Há um bom tempo, eu me questionava sobre o meu papel no mundo, sobre qual seria a minha missão, qual o sentido da vida, o porquê de tantos sofrimentos, mas, principalmente: o que, afinal de contas, Deus quer com nossa passagem pela terra.
Conversando com a pessoa que sabe usar a ironia da melhor forma possível - a fim de me mostrar, ou melhor, escancarar, aquilo que não consigo enxergar, haja vista o meu envolvimento com minha percepção, pequena e limitada - meu psicólogo, que também é padre: falamos sobre como a ausência de respostas poderia ser frustrante, todavia, ele respondeu muitos dos meus questionamentos com uma passagem bíblica:
Pilatos perguntou a Jesus, sabendo de sua fama, considerando tudo que diziam a seu respeito, O que era a verdade? , Jesus, com sua imensa sabedoria, permaneceu em silêncio. “Que inteligência!”, frisou, durante a consulta, perguntar o “porquê” não fazia sentido, de nada adiantaria saber porque as coisas são como são. Que tipo de alívio poderia proporcionar uma resposta desse tipo? Nenhum, afinal, o que mais importa é a pergunta, o questionamento, pois, ele nos faz andar, manter constante a caminhada, permanecer olhando para frente, seguir adiante.
Sendo assim, a avidez que tenho por viver a vida da melhor forma, mais sensata e intensamente, jamais encontraria concretização, já que, enquanto eu tentasse racionalizar a vida em si, seus processos, suas fases, seus prazeres e dissabores, sonhos e frustrações, ou seja, encontrar sempre uma lógica, humana e falha, para aceitar aquilo que deve simplesmente ser vivido, jamais cumpriria meu papel, minha missão, pois enquanto ela não fizesse sentido, encontrasse uma explicação, a qual teria de ser “plausível” a meu ver, nenhuma atitude poderia tomar diante as exigências da vida.

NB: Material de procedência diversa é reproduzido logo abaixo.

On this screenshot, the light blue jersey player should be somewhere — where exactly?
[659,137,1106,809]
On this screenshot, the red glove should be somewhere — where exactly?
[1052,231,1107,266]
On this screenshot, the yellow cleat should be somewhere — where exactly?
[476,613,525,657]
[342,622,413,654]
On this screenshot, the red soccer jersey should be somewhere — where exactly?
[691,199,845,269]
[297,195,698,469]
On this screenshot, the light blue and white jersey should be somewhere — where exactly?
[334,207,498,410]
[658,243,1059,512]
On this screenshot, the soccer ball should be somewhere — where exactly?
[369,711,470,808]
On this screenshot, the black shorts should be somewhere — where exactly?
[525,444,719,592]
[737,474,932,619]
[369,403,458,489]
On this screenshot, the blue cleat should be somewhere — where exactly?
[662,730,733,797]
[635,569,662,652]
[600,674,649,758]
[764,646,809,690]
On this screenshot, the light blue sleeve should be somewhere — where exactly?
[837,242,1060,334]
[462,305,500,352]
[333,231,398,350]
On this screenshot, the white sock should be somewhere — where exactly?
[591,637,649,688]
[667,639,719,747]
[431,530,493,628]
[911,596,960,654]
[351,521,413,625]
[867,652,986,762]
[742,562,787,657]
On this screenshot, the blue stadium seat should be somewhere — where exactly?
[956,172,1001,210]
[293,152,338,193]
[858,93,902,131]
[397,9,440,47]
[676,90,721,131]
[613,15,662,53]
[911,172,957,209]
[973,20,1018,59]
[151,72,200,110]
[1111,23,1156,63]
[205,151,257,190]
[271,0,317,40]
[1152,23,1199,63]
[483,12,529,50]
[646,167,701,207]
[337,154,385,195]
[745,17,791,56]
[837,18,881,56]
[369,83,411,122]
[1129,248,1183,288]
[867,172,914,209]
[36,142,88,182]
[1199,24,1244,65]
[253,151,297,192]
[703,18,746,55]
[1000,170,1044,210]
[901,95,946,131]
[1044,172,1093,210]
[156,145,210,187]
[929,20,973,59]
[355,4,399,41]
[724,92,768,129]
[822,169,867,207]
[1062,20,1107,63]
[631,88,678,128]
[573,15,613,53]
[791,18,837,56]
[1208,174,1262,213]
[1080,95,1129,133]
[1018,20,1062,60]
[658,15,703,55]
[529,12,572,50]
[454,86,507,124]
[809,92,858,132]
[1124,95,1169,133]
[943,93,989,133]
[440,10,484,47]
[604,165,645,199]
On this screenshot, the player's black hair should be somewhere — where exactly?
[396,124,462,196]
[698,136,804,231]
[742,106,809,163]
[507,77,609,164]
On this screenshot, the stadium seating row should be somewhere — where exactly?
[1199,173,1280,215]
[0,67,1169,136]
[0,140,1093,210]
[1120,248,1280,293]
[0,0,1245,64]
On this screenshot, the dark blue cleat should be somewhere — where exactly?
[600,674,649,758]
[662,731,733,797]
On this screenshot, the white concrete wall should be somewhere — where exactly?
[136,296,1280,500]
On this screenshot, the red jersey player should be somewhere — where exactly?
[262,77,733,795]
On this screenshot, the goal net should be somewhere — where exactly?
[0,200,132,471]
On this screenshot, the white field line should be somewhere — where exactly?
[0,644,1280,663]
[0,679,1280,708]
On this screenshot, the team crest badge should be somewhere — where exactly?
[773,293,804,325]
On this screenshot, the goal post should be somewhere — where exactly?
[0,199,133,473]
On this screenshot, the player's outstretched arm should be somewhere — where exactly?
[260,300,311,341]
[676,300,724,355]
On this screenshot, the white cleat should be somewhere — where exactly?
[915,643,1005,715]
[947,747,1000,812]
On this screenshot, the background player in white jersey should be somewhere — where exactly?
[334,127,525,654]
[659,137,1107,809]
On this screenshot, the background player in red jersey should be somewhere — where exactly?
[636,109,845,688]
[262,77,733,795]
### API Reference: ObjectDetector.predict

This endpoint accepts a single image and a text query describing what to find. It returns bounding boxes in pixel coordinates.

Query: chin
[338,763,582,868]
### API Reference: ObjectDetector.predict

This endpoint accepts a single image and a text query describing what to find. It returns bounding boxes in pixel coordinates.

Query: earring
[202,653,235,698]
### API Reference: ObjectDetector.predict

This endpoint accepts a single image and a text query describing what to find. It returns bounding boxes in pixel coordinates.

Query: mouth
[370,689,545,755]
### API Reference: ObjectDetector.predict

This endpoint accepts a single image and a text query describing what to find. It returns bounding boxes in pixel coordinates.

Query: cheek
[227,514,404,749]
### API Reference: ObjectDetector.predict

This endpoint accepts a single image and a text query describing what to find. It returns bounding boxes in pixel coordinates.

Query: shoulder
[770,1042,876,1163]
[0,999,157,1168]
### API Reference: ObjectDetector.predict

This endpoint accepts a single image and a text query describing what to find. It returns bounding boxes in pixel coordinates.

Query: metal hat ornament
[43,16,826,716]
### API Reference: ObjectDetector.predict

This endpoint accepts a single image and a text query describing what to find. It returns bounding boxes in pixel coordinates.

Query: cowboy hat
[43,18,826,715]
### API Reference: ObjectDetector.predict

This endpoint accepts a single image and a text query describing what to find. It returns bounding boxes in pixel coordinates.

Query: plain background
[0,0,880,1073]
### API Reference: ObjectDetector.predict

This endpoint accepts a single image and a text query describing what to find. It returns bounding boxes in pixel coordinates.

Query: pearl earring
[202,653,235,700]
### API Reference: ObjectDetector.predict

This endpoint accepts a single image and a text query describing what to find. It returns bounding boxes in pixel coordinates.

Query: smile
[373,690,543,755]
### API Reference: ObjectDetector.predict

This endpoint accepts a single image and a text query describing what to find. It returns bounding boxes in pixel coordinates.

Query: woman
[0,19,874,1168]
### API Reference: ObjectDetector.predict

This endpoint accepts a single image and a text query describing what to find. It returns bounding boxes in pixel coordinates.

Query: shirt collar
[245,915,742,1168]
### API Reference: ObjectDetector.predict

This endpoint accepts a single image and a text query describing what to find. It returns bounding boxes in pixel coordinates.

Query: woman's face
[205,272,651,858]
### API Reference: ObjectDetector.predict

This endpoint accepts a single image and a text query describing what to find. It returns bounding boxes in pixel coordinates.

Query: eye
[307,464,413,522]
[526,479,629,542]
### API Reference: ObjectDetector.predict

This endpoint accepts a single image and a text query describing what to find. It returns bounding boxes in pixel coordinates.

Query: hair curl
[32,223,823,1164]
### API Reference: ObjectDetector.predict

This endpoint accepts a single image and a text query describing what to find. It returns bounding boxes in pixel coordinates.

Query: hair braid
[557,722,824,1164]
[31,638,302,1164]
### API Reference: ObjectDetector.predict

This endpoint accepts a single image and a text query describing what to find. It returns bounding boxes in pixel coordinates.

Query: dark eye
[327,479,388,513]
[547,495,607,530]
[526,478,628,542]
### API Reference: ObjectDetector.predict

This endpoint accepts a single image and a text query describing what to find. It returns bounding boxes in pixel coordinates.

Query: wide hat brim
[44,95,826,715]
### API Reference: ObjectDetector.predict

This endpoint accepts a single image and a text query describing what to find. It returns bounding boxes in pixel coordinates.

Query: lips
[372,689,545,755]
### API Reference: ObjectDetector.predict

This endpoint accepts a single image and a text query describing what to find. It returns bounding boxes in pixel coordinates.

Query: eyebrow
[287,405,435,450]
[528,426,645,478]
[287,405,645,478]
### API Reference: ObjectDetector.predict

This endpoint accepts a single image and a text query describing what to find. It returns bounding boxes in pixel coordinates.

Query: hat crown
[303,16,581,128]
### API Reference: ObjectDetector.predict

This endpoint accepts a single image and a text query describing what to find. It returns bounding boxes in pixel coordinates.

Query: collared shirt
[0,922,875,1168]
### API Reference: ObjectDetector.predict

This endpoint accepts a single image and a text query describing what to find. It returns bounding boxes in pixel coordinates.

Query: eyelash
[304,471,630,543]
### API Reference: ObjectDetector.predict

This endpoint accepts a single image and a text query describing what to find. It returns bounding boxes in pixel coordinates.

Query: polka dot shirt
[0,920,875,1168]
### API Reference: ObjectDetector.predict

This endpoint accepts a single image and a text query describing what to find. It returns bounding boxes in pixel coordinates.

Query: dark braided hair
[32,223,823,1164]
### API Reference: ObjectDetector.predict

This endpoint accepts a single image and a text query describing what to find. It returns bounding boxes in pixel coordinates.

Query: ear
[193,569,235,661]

Logo, usando figuras de linguagem, parábolas, que para mim sempre são um acesso mais fácil e eficaz para entender e ver certos aspectos, me lembrou sobre o nascimento de um rio, cascata ou cachoeira, (...): a partir uma rocha, de um solo, seco, o primeiro impulso de fonte surge, porém, ao surgir, ele não sabe o que será, ele apenas sabe que deve prosseguir. Caso, a água parasse para pensar o que ela deveria/poderia ser, se tornar, ela não continuaria, não seguiria em frente, em conseqüência, ela cairia numa poça qualquer, na qual ela teria “total” controle da situação em que se encontra, pois saberia os limites de seu próprio contexto.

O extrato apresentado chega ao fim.